Wednesday night’s marathon Brexit votes in the Commons showed that there is no Parliamentary majority for a “no deal” Brexit. The Spelman/Dromey amendment passed 318 to 310 with my full backing.
It’s an important message but it’s not binding. With only 54 days to go before we leave the EU, and with Labour Yvette Cooper’s amendment defeated, there is still a very real risk of ending up with “no deal” by accident.
The EU has been very clear that they won’t renegotiate the withdrawal agreement, yet the Prime Minister heads back to Brussels with nothing else to offer. The only difference from her Plan A is its now called Plan B.
We’ve now got two weeks until the PM returns to the Commons for further debates and votes. The option of a People’s vote still remains on the table and is still my preferred choice. As a long-standing supporter of the campaign for a further public vote, I’m pleased that Labour’s official amendment backed up our conference motion and noted that this is now one of the only two remaining options. It’s extremely disappointing that none of the Tory People’s Vote campaigners gave it their backing. However, it did attract 296 votes in favour of it.
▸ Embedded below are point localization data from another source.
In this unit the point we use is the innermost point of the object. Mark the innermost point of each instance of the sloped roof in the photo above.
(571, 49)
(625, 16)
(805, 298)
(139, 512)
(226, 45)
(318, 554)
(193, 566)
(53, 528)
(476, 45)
On Monday night I voted against the second reading of the deeply flawed Immigration Bill. It’s based on a false conflation of ‘high-skilled’ with ‘high-paid’ when there are many vital jobs that aren’t paid over £30,000 but are nonetheless highly skilled, including many NHS workers. It is fuelled by crude anti-migrant rhetoric rather than the best interests of our economy and public services. Furthermore, it would give the Secretary of State to introduce a new immigration system without scrutiny or oversight of Parliament. You can read the speech I made in the debate here.
I’m sorry that despite Labour’s opposition it passed its second reading, and I intend to sponsor a number of amendments when the bill returns to the Commons. In particular, the unfair law that prevents people working whilst they’re waiting for their asylum claim to be processed. It forces people into poverty for no good reason and there’s overwhelming public support to lift the ban. I’ll be working cross-party to try and achieve this.
Over the weekend I attended a beautiful service and Kiddush in recognition of Rabbi David Mason’s 10th year at Muswell Hill Synagogue followed by a very well attended door knocking session in Crouch End listening to local people’s concerns.